Anno di pubblicazione: 2016

Il libro ripercorre «tre secoli di idee, teorie e ideologie demografiche nel loro intreccio
con i percorsi della storia reale» (p. 190). L’allarme del titolo non riguarda, se non
marginalmente, la situazione demografica attuale o le sue proiezioni future, ma le preoccupazioni
che, a partire dal ’600, hanno caratterizzato le visioni demografiche di studiosi,
governanti, religiosi, artisti: preoccupazioni relative alle dimensioni di una popolazione e
alle sue dinamiche, alle minacce di una crescita catastrofica oppure al rischio di estinzione,
all’acuirsi di squilibri nella composizione sociale, etnica, religiosa, e nella distribuzione
territoriale di popoli diversi.
Sono temi che riemergono con urgenza nella cronaca quotidiana e nella narrazione
della crisi contemporanea: la loro riproposizione ossessiva, associata a una diffusa sensazione
di impotenza, genera allarmi, rinfocola antiche paure, giustifica reazioni politiche
improvvide. Ben venga dunque uno sguardo retrospettivo, capace di collocare nella loro
dimensione storica le radici profonde e a volte oscure di ideologie che tendono periodicamente
a ripresentarsi sotto forme solo superficialmente diverse. L’a. mostra come
tali allarmi siano sempre infondati e spesso ispirati a ideologie conservatrici quando non
schiettamente reazionarie.
Il libro si presenta come un catalogo di errori, previsioni o minacce regolarmente
smentite dai fatti, e degli orrori posti talora in atto per porvi rimedio. La galleria dei
protagonisti è affollatissima: si va dagli ingegnosi calcoli dell’aritmetica politica sei-settecentesca,
alle utopie del tardo illuminismo, alle minacciose conseguenze delle ferree leggi
«di natura» malthusiane e al dibattito che vi ha fatto seguito, a Darwin e alle aberrazioni
del darwinismo sociale e dell’eugenica, agli incubi di spopolamento della vecchia Europa,
sopraffatta dalla crescita dei popoli orientali, fino agli scenari apocalittici della bomba demografica,
alle fantasie distopiche che ne sono generate, e alle politiche di contenimento
messe crudelmente in atto da governi dispotici. A comporre il quadro concorrono non
solo studi scientifici o pretesi tali, ma pamphlet, romanzi, film.
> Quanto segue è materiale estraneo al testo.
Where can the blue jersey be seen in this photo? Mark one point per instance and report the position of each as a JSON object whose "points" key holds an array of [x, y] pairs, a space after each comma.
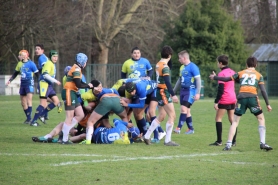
{"points": [[107, 91], [103, 135], [48, 68], [143, 89], [41, 61], [138, 67], [26, 69], [188, 73]]}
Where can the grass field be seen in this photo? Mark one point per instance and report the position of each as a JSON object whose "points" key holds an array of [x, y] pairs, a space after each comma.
{"points": [[194, 162]]}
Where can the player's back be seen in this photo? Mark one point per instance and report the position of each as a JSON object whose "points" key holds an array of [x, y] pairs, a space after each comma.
{"points": [[249, 80], [229, 95], [162, 70], [74, 72]]}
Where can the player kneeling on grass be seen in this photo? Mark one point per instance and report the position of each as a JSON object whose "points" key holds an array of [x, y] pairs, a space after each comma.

Se affastellare opere accademiche, letterarie e cinematografiche può rendere efficacemente
il carattere pervasivo delle ideologie che le accomunano, tende però ad appiattire
in una sola dimensione questioni e contributi di diverso rilievo. Alla fine si esce dal libro
come da un museo delle cere, un po’ frastornati, e con il dubbio che l’efficacia del messaggio
sacrifichi la complessità dei temi trattati. Prendiamo Malthus: le sue funeste previsioni
possono essere state smentite (finora…) dai fatti, ma il modello che ha delineato
è imprescindibile per comprendere le dinamiche delle economie preindustriali. E mentre
si dà molto spazio agli avversari ottocenteschi di Malthus, non si parla dei contributi più
recenti, da Esther Boserup a Partha Dasgupta. Gli studiosi potranno stupirsi di simili
assenze. Un lettore meno esperto potrebbe trarne l’impressione che modelli demografici e
previsioni siano un esercizio inutile quando non dannoso: speriamo di no.